Эсменет вдохнула его сухой, соленый запах. Она ничего не могла с собой поделать.
— Говорят, это занимает целую вечность, — назидательно произнес он, и его рука случайно скользнула по груди Эсменет.
Дрожь нечаянной близости. Порыв тела, внезапно исполнившегося мудрости, что превосходит интеллект.
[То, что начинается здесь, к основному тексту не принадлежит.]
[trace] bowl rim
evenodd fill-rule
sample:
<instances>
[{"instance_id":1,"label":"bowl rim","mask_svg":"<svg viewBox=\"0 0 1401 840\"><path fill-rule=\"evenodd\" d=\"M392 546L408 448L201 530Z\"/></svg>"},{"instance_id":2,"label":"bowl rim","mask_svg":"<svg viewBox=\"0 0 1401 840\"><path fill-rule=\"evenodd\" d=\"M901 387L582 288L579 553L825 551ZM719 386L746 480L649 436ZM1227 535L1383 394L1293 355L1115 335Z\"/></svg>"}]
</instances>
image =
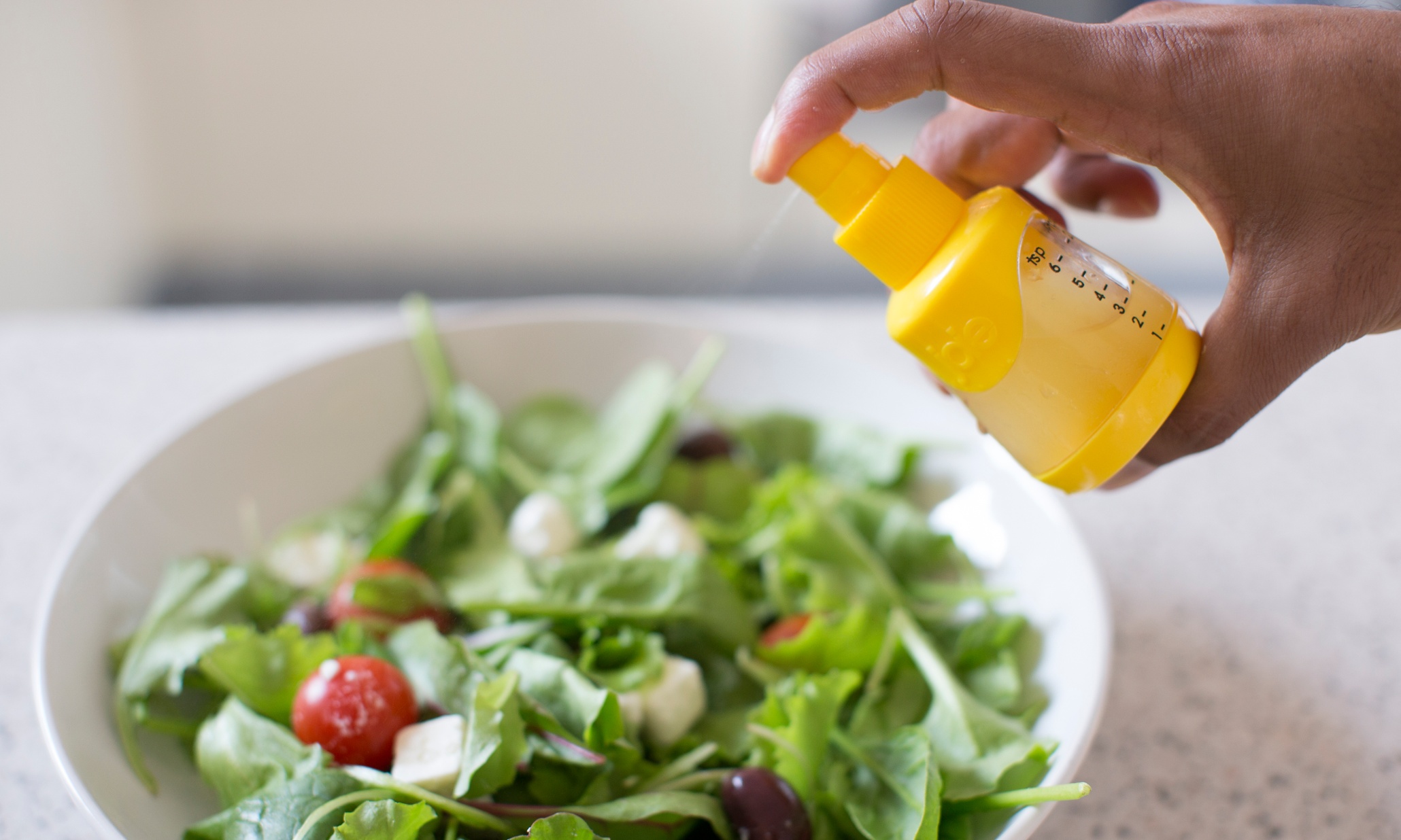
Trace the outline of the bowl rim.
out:
<instances>
[{"instance_id":1,"label":"bowl rim","mask_svg":"<svg viewBox=\"0 0 1401 840\"><path fill-rule=\"evenodd\" d=\"M440 319L439 329L444 333L525 323L621 322L686 329L710 328L716 332L730 332L733 335L744 335L747 337L761 337L766 342L785 347L797 347L804 350L814 349L810 342L804 342L803 339L769 336L750 323L708 323L712 321L720 321L723 318L724 307L730 302L731 301L710 301L705 298L674 298L663 301L626 295L563 295L510 301L443 301L436 302L436 309ZM59 732L53 720L48 689L48 666L45 654L49 644L49 627L53 619L55 599L57 598L59 588L67 577L69 566L73 556L77 553L80 543L116 494L120 493L120 490L129 484L133 477L136 477L136 473L139 473L171 444L193 433L202 424L234 403L248 399L282 379L310 371L311 368L326 364L335 358L370 351L403 340L406 340L406 337L402 323L398 319L387 318L384 325L371 326L366 335L356 336L343 344L336 344L325 350L311 353L307 357L290 364L275 365L268 372L254 377L228 393L212 400L207 406L193 410L172 421L165 428L157 431L157 434L149 441L136 447L132 454L98 484L98 489L85 503L83 503L78 508L78 515L66 529L64 536L53 554L56 563L48 573L41 589L39 610L35 616L34 641L29 650L32 680L31 696L38 714L39 729L43 735L45 749L49 753L49 759L59 770L63 787L87 818L88 825L97 829L97 832L106 837L106 840L130 839L118 830L118 827L106 816L106 812L102 811L102 808L92 798L92 794L88 792L87 785L78 777L77 770L74 770L71 762L69 760L67 752L59 742ZM874 367L874 363L863 360L852 353L843 353L839 350L834 351L825 347L822 351L845 358L853 364ZM1010 456L1007 456L996 442L991 441L991 438L984 440L984 447L986 449L986 455L989 455L992 461L1010 462ZM1012 463L1016 466L1014 462ZM1026 475L1024 470L1012 469L1010 475L1016 480L1019 490L1026 493L1037 504L1037 507L1042 510L1042 512L1058 524L1066 526L1066 535L1075 543L1077 552L1086 559L1086 566L1090 573L1090 596L1097 608L1097 612L1100 612L1103 617L1104 654L1100 658L1100 662L1096 662L1101 679L1094 692L1089 725L1084 728L1083 738L1079 743L1076 743L1076 749L1070 753L1056 750L1056 762L1052 764L1054 770L1059 770L1058 774L1070 776L1080 767L1084 757L1089 755L1090 745L1093 743L1094 735L1098 732L1100 724L1104 718L1104 707L1110 686L1110 669L1114 659L1114 616L1104 584L1104 575L1100 571L1098 564L1094 563L1094 557L1089 547L1084 545L1079 528L1075 526L1063 504L1056 498L1056 494L1049 487L1038 483L1030 475ZM1047 816L1049 816L1055 805L1055 802L1048 802L1044 805L1024 808L1006 825L998 836L998 840L1026 840L1047 819Z\"/></svg>"}]
</instances>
Весь оставшийся вечер вышедшие из повиновения глаза Эсменет изводили ее мучительным своенравием. Если прежде ее взгляд был прикован к лицу Келлхуса, то теперь он бродил по всей его фигуре. Ее глаза словно бы превратились в посредников между их телами. Когда Эсменет видела его грудь, ее груди ныли в надежде на то, что их сомнут. Когда она видела его узкие бедра и крепкие ягодицы, внутренняя поверхность ее бедер гудела в предвкушении тепла. Иногда у нее просто невыносимо свербели ладони!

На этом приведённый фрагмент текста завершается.